The Traffic Safety Spotlight for SGI is shining on work zone safety for the month of July. And as more people hit the highways this Long Weekend, it's important to remember to slow down and pay attention in those construction zones. Construction workers courtesy SGI.jpgSGI set up a demonstration work site to show how it feels when a vehicle speeds past. Photo courtesy SGI.

"I think it's really important to have safety at the top of mind of drivers," shared Tom Lees with the Ministry of Highways. "When it comes to highways, we look at the safety of our roads with the 3 E's: engineering, enforcement and education."

"We really need the motoring public to understand what they need to do in the work zones because without the motorists following the guides and directions that are being put up there, our work zones are unsafe."

"The signs in the work zones are really put up there for a couple different reasons, one is to keep our employees safe as well as making sure that the motoring public is safe."

He added that even if there aren't workers presents, hazards could still exist for drivers.

"Even after the work has been completed for the day, there could be hazards that are on the road that motorists need to be aware of. many times the worker presents signs will be covered so you know that there aren't actual workers or equipment there but the speed reductions may still be in place because of a hazard that is still existing there."

Shantel Lipp, President of the Saskatchewan Heavy Construction Association also shared that construction zones are extremely dangerous for workers. 

"There isn't a day that goes by when one of our workers hasn't encountered some kind of a hazard whether that be someone driving too fast, passing when they're not supposed to be passing, some people will blow right past within a flagger within a work zone because they're in a hurry to get where they want to go."

She pointed out that these workers are fixing roads to allow you a better road to drive on whether it be to and from work or to the lake in the summer. And they deserve to work in a safe environment. 

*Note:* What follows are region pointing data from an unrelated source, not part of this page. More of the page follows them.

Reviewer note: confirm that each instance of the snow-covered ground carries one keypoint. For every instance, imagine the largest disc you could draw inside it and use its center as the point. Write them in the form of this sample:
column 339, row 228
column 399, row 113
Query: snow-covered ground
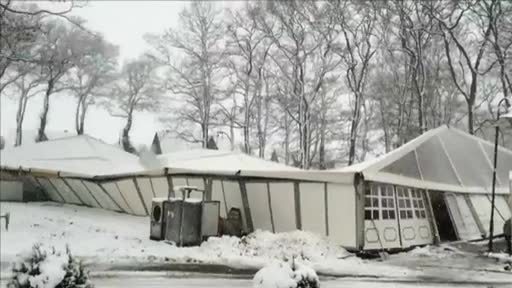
column 104, row 237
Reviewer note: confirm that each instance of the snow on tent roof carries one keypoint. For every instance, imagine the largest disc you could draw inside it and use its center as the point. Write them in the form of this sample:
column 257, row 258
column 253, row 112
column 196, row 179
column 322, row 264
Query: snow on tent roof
column 204, row 161
column 443, row 159
column 216, row 160
column 75, row 155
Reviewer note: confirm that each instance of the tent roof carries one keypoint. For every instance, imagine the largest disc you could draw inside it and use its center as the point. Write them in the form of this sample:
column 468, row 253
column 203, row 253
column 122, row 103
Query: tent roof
column 443, row 159
column 216, row 160
column 74, row 156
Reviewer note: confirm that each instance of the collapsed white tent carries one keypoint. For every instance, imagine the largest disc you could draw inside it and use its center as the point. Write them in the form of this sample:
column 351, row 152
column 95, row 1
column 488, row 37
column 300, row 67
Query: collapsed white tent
column 386, row 203
column 442, row 167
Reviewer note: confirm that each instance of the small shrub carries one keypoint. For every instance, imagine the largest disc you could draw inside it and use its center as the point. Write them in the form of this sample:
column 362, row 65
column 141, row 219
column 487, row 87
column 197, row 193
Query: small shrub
column 47, row 268
column 286, row 275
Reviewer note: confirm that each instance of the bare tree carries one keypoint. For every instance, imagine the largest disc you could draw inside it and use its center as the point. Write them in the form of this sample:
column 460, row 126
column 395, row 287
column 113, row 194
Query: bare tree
column 135, row 90
column 28, row 85
column 464, row 62
column 248, row 49
column 61, row 46
column 195, row 79
column 91, row 76
column 360, row 48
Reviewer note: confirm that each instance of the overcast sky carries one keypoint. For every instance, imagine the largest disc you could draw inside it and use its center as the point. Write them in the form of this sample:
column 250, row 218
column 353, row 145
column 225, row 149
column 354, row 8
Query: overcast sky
column 123, row 23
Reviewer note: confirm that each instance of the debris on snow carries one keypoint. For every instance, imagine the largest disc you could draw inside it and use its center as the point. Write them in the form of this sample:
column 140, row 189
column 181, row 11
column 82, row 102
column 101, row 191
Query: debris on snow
column 281, row 274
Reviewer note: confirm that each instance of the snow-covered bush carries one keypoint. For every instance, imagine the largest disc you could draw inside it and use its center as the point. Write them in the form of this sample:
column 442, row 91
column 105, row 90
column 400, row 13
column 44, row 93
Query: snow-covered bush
column 286, row 275
column 45, row 267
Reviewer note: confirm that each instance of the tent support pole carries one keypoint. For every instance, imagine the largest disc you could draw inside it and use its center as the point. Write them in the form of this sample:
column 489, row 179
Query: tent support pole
column 41, row 187
column 110, row 196
column 475, row 214
column 270, row 208
column 359, row 185
column 151, row 184
column 92, row 195
column 56, row 190
column 245, row 203
column 124, row 199
column 170, row 193
column 326, row 208
column 433, row 224
column 296, row 191
column 140, row 195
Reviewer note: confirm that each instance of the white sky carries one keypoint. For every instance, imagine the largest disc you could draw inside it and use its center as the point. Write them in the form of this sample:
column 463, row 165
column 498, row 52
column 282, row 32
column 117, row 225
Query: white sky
column 123, row 23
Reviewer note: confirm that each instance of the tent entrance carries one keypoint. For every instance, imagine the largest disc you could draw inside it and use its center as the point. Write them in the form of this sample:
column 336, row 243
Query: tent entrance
column 442, row 217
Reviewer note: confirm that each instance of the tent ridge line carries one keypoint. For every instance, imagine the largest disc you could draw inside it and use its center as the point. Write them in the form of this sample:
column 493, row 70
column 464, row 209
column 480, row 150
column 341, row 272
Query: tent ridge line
column 450, row 160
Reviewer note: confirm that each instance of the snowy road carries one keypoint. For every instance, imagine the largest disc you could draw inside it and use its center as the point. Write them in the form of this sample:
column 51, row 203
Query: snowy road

"Everyone who works in construction zones actually does get proper training. So the flag person has to go through flagger training. They're taught where to stand, what to look for, how to be alert, how to stay alert because there are hazards all the time."

She added that workers are being taught that when a vehicle approaches at high speeds, to jump into the ditch. 

Ashley Richards was working as a flagperson during the summer of 2012 near Midale when she was struck by a vehicle and killed. Lipp adds that every year, there are accidents and more fatalities. 

There are also financial penalties you can face if you are caught speeding in a work zone.

"In a construction zone marked by signs," explained Cst J-L LeBlanc with the RCMP, "the fines are the same as a speeding fine. However, if there are workers present or workers are in equipment, the fines triple."

Every day we get calls about vehicles that are going way too fast in construction zones. I'm personally out there and I'm watching for speeders and distracted drivers. If you're not paying attention, I will find you." 

"I've seen people on their phones, I've seen girls putting makeup on, I've seen semi drivers using their knees and eating food while they're driving through a construction zone."

"Definitely slow down, pay attention, be vigilant. There are signs that are posted for construction zones, slow down, and be safe, and watch where the construction workers are."